I'm not going to end this with the default "go vegan or you're a bad person" take - though I think veganism is laudable and beneficial. I'm not one yet myself, though I'm a vegetarian with minimal use of animal products and aim to hit zero (except perhaps honey) by the end of the year. I am, in other words, a flawed person and maybe even a hypocrite. All I can say is that I'm working on it.
Meat eating, at least in America and the other parts of the world I've visited, is culturally normative. It's ingrained. It's "just a thing we do." Everyone does it. Hamburgers loom ominously on billboards. Simply finding vegetarian or vegan options at restaurants is hard. There's no innate need for meat, though. We aren't obligate carnivores. We just have habits, and those are hard to break.
Here is the challenge I present to you - meat eaters and vegetarians alike. I invite you to reduce your animal-product consumption by a noticeable and meaningful amount in the next month. Then, do it again, and again. See how far you can get. Exercise some discipline. Try new things. Cook foods you wouldn't have thought of before.
And maybe, just maybe, you'll realize you didn't need that animal stuff as much as you thought.
This seems to me like an indication of fundamental contempt for living things, but to be honest I think it's basically on-brand for TESCREAL "discard our physical bodies and explore the universe as immortal digitized beings" eschatology.

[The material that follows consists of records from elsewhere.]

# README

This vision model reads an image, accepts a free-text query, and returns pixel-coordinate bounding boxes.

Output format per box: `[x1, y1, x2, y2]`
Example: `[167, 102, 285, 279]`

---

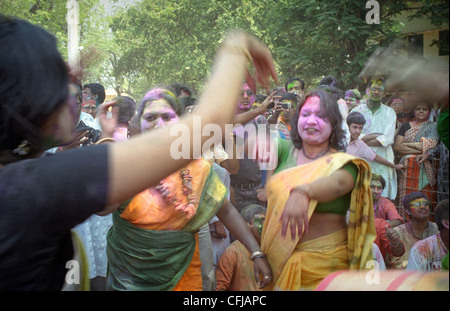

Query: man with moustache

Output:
[230, 83, 269, 212]
[386, 192, 439, 269]
[278, 93, 298, 139]
[352, 77, 397, 200]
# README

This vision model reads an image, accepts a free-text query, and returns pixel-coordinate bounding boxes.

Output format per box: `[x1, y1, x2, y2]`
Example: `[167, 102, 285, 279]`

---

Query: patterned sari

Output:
[107, 159, 227, 291]
[399, 121, 439, 218]
[261, 152, 376, 290]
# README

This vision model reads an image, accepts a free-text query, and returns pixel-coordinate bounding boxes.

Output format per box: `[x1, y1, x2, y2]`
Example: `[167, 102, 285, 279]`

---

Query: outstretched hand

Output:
[224, 30, 279, 92]
[98, 100, 119, 138]
[280, 189, 310, 240]
[253, 258, 272, 289]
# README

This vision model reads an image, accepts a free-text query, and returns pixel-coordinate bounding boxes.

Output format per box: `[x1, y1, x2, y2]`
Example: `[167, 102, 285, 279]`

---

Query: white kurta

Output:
[352, 104, 397, 200]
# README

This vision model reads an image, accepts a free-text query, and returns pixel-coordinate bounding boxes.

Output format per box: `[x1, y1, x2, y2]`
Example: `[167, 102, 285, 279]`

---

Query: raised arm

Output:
[280, 169, 355, 239]
[107, 32, 276, 208]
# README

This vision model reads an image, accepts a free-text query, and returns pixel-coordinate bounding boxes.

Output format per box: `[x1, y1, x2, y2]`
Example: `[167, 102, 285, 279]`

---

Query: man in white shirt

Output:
[352, 78, 397, 200]
[406, 200, 449, 272]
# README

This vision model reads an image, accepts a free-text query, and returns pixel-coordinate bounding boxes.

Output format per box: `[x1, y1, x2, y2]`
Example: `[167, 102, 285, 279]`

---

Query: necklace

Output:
[155, 169, 199, 218]
[302, 146, 330, 160]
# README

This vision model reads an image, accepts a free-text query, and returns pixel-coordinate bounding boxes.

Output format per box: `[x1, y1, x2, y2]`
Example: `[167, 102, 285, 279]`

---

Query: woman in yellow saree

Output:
[107, 89, 271, 291]
[261, 90, 376, 290]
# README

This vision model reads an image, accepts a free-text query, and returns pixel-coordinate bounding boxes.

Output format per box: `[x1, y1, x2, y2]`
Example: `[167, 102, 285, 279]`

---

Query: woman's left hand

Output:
[280, 189, 310, 239]
[98, 100, 119, 138]
[253, 258, 272, 289]
[416, 152, 430, 164]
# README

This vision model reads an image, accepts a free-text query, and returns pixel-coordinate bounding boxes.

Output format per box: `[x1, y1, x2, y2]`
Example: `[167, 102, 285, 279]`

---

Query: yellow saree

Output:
[261, 152, 376, 290]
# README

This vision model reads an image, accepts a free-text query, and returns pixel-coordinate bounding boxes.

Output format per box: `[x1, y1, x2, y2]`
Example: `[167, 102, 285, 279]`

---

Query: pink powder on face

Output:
[297, 96, 332, 145]
[141, 99, 179, 132]
[238, 83, 255, 111]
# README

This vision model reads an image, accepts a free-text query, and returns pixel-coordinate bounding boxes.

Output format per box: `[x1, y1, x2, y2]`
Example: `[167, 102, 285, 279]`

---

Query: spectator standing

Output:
[352, 78, 397, 200]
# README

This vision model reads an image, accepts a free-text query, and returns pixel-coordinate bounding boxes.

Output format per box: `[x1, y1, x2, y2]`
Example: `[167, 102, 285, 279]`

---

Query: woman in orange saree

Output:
[107, 89, 271, 291]
[394, 102, 439, 218]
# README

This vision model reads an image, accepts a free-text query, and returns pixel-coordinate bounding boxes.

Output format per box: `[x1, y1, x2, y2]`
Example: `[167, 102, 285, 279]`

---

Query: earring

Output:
[13, 139, 31, 156]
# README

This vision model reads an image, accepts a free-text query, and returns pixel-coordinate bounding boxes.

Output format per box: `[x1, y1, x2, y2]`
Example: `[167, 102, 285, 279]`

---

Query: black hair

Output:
[83, 83, 106, 104]
[434, 199, 448, 231]
[402, 191, 430, 210]
[284, 77, 305, 92]
[318, 84, 344, 101]
[280, 92, 298, 104]
[116, 96, 136, 123]
[319, 76, 338, 87]
[372, 174, 386, 189]
[170, 82, 193, 97]
[347, 111, 366, 126]
[367, 76, 386, 88]
[0, 14, 69, 163]
[291, 89, 345, 151]
[255, 94, 267, 103]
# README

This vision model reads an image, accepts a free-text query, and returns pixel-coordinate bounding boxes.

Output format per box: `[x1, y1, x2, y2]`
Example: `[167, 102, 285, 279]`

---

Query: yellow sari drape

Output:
[261, 152, 376, 290]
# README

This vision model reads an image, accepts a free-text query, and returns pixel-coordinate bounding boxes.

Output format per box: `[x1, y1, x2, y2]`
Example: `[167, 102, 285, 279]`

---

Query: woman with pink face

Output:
[394, 102, 439, 218]
[107, 88, 272, 291]
[262, 90, 376, 290]
[0, 14, 276, 291]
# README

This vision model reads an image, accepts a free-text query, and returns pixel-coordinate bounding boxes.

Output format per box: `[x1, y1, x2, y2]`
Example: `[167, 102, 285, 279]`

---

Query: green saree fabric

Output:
[107, 168, 227, 291]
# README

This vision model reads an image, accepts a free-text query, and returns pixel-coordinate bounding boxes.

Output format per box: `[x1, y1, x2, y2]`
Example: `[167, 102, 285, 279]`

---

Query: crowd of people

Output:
[0, 15, 449, 291]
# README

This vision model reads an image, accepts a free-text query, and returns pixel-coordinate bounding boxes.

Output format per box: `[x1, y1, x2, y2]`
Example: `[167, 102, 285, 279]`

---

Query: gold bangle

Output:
[95, 137, 116, 145]
[290, 185, 310, 198]
[250, 251, 266, 261]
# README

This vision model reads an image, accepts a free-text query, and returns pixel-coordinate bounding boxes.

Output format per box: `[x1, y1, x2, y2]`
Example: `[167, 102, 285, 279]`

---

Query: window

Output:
[438, 29, 449, 56]
[408, 34, 423, 57]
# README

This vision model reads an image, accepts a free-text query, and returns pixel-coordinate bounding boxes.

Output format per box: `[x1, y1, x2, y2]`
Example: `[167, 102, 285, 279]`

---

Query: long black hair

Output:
[291, 89, 345, 151]
[0, 14, 69, 163]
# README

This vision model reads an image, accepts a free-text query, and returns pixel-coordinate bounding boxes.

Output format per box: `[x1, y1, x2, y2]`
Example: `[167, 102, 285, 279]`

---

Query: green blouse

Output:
[274, 139, 358, 216]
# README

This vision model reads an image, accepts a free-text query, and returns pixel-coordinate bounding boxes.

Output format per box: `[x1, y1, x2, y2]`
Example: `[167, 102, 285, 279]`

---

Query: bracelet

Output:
[250, 251, 266, 261]
[389, 239, 400, 247]
[95, 137, 115, 145]
[289, 186, 310, 198]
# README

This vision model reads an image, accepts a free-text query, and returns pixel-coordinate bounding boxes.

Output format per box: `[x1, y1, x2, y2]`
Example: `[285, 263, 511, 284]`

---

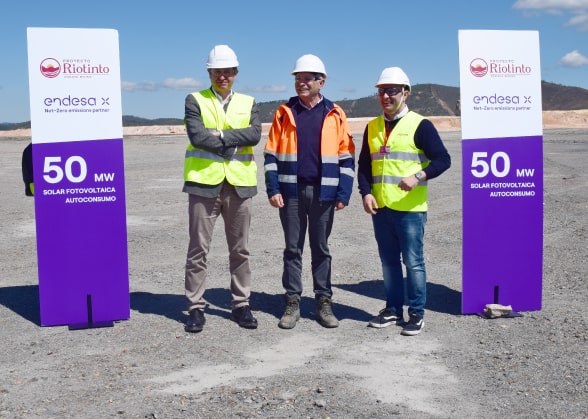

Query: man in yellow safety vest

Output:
[183, 45, 261, 333]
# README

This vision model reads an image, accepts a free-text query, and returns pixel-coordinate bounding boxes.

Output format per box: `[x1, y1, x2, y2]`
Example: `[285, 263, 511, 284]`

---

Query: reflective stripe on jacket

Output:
[264, 98, 355, 204]
[367, 111, 429, 212]
[184, 89, 257, 186]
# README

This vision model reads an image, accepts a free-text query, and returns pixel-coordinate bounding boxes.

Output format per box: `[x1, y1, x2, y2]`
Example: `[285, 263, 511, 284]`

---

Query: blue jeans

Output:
[372, 208, 427, 316]
[280, 184, 335, 300]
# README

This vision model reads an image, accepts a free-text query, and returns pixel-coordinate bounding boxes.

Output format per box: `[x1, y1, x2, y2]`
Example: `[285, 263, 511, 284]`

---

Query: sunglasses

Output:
[378, 87, 404, 97]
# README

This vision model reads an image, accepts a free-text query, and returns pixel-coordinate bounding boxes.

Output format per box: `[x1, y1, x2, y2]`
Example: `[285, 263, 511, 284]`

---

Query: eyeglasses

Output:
[209, 68, 237, 77]
[378, 87, 404, 97]
[294, 76, 321, 83]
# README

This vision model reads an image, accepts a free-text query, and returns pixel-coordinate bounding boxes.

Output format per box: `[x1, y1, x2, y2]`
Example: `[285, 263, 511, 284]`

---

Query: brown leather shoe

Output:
[184, 308, 206, 333]
[231, 306, 257, 329]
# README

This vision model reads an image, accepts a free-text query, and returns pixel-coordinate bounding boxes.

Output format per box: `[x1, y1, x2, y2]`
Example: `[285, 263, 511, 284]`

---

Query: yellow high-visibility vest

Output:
[367, 111, 429, 212]
[184, 89, 257, 186]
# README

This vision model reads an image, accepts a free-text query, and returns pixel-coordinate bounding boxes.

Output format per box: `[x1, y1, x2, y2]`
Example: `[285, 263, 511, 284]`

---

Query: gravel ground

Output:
[0, 129, 588, 418]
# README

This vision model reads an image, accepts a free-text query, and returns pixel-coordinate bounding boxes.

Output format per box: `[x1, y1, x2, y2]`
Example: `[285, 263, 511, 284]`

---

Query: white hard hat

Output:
[206, 45, 239, 68]
[292, 54, 327, 77]
[376, 67, 410, 91]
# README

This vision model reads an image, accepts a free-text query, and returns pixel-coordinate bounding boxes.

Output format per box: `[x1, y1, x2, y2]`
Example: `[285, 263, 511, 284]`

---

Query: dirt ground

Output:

[2] https://www.nytimes.com/interactive/2023/05/22/climate/colorado-river-water.html
The precise numbers vary a bit by source, but it's undisputed that beef is higher water-use than both common human-consumption plant crops and other meats.
[4] Pay no attention to the fact that species of reptile and fish commonly kept as pets can live decades in the wild or when taken care of properly. Even goldfish, probably the pet that society sees as most disposable, can hit thirty years old.